Hi, my fish has tried a couple of freebase extractions with Anadenanthera Peregrina. The first one left my fish with a powder which was kept and tried later (having a one large hit and holding it from a pipe with direct flame) . The experience did not feel toxic at all but rather had a heavy sort of nice euphoric feeling to it, and would make my fish want to sit down. This would subside within about 10 minutes and my fish was always quite drunk when trying the powder.
My fishes second extraction seemed to go a little better. She sampled the powder having 2 large hits from a pipe with direct flame (maybe only 4 beers this time). The first one she held in and the second one she blew out quite quick out of fear of having too much. This caused a 'spiky' feeling on the back of her head for around 20 seconds. Two of my fishes mates also tried it. Her friends only had one hit and found their muscles felt weak/relaxed/tingly. All three felt something else as well, which was quite strange, and all three decided to go outside for a smoke and felt like sitting down. My fish wonders if she had, had more hits she may have started tripping as if on DMT. The substance seemed to lose strength over time(or it may have been to much beer), as trying multiple times a few weeks later, the same heavy eurphoric feeling took the place of the prickly head almost tripping feeling.
My fish has acquired everything needed to do the below extraction, and she will be trying this next. I imagine you have all seen this but I will post it anyway as I think this is the best my fish has found yet. I will post my fishes findings to confirm his report
When I was in Brazil I became quite familiar with Anadenanthera colubrina and have used it orally, sublingually, and by vaporizing it. After initially playing around with the powdered beans, I realized I needed to find a way to make an extract from these if I was going to experience their full effects. While in Brazil, I started to do many experimental extractions.

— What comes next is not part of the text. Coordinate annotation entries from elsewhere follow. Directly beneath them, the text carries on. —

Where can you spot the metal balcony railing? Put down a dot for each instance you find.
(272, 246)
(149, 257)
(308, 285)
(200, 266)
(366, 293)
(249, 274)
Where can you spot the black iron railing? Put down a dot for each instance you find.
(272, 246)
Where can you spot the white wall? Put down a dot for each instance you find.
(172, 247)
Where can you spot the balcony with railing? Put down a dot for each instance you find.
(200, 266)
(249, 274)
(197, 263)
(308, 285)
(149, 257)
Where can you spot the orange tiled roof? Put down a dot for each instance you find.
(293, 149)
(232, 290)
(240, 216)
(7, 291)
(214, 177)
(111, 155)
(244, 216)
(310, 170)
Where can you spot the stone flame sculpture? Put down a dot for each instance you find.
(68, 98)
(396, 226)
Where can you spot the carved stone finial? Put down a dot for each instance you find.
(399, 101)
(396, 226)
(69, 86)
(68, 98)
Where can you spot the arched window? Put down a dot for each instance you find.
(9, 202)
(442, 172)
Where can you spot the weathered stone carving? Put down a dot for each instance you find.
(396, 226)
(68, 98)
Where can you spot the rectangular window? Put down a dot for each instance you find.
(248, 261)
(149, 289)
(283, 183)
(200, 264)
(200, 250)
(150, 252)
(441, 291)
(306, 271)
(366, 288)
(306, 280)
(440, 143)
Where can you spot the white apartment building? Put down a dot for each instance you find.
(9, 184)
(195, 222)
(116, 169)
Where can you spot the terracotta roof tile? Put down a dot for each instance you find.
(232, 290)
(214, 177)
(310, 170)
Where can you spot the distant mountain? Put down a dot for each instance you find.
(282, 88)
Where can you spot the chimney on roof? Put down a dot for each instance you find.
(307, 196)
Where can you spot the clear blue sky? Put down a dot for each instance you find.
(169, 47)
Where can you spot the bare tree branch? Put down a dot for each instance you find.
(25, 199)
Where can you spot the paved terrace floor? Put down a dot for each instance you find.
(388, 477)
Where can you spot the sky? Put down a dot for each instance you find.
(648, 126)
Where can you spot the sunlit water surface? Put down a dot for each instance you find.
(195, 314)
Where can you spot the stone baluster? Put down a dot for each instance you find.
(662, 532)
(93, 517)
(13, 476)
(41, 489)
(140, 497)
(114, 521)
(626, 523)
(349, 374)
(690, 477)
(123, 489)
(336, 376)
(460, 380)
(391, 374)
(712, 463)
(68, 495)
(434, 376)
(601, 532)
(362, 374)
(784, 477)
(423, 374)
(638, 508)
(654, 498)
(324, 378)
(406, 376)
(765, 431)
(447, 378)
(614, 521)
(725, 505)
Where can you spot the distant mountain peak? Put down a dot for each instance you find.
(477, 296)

I tried many A/B extractions based on DMT, using naphtha, as the non-polar solvent, and it failed completely. I tried it with xylene, then heptane, and still no results! It turns out that bufotenine, the active chemical in the beans, is too polar for a typical A/B extraction to be of much use. Eventually I tried a more polar A/B extraction based on Jonathan Ott’s A/B extraction technique. It was the first one of several I tried that actually worked.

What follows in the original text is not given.